As the years went by, a combination of events began to make Elspeth re-examine her priorities in life and the direction she was heading in. Firstly, her daughter was involved in a serious accident. During this time Elspeth prayed like she never had before and vowed to do something to help others if her child pulled through. She made a full recovery and as a result Elspeth took part in a sponsored cycle through Uganda to raise money for Leonard Cheshire Disability that supports disabled people and builds homes worldwide. Next Elspeth heard of a “pilgrimage on wheels”, where people cycle across Israel and Palestine and she took part four times in five years. The route included a trip across the Sea of Galilee, which Elspeth described as a “very, very powerful, magical experience”.
Becoming a minister was still far from her mind and she attended an enquirer’s conference. This is usually the first step people take when they are considering joining the ministry, but Elspeth decided it wasn’t for her and undertook some Elder training instead.

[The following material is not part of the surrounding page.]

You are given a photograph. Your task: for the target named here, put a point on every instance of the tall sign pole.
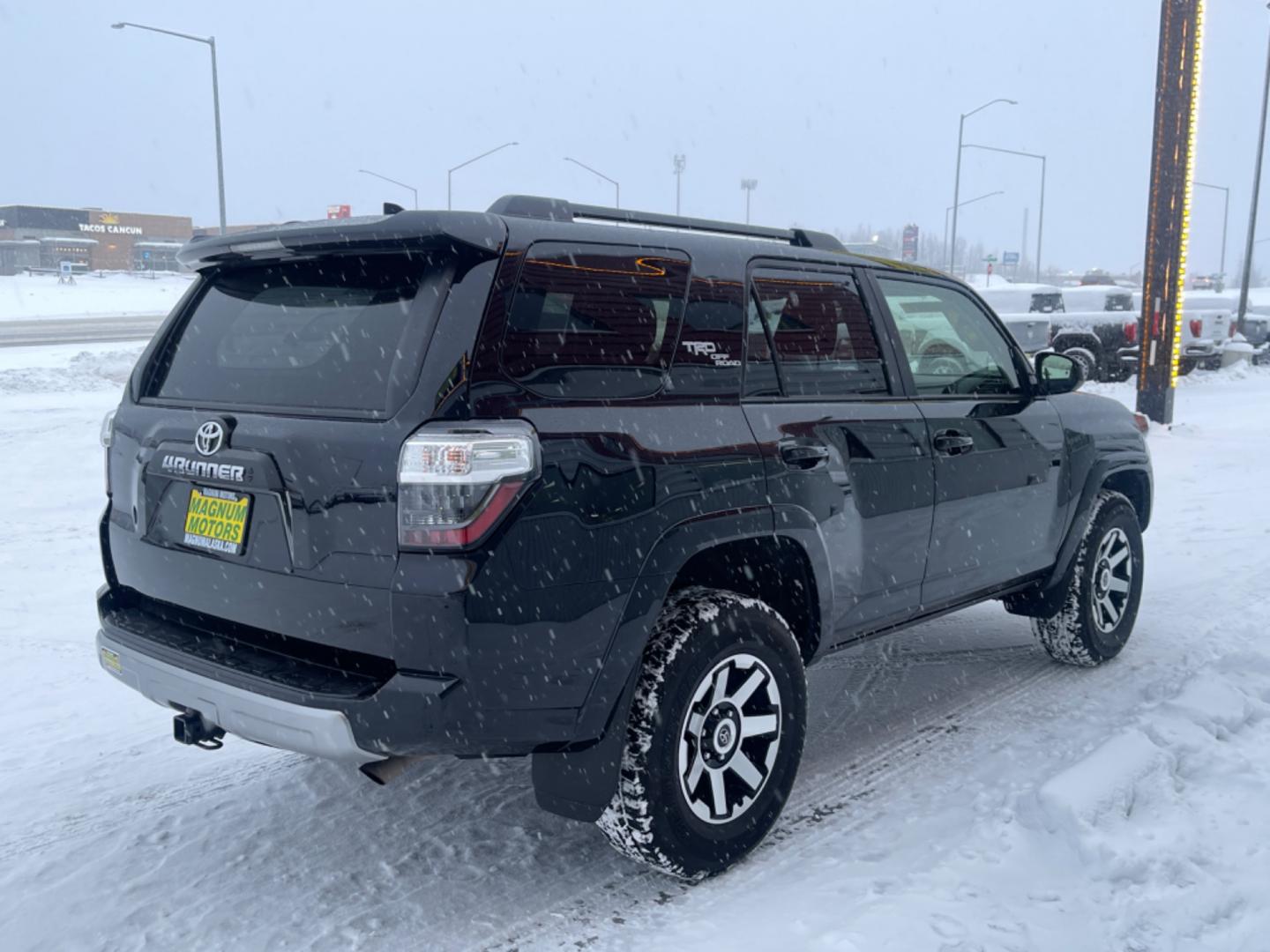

During a course on leading worship Elspeth realised that she did actually want to become a minister and she began the enquiry process for suitable candidates. In May 2006, after final completion of the process, she was accepted to Aberdeen University to study theology. Placements are very much part of the university course and student ministers complete part-time placements during their first and second years. Full-time summer placements are also available. Between second and third year, students can volunteer to become “locum” student ministers, covering annual leave for parish ministers and this is what brings Elspeth to Shetland.
As she enters her final year, Elspeth is looking forward to finishing university and taking up a position as a minister in a parish. She’s unsure where this may be, but her love of nature indicates that it may be a rural area. She said: “God will send me where he wants me to be.” We wish Elspeth well in her future as a Church of Scotland minister. If you would like to meet her while she is in Shetland, look out for the service times. There will also be coffee afternoons in the Mossbank Church of Scotland at 3.30-4.30pm on Wednesday 23rd and Wednesday 30th July and she would be delighted to see you.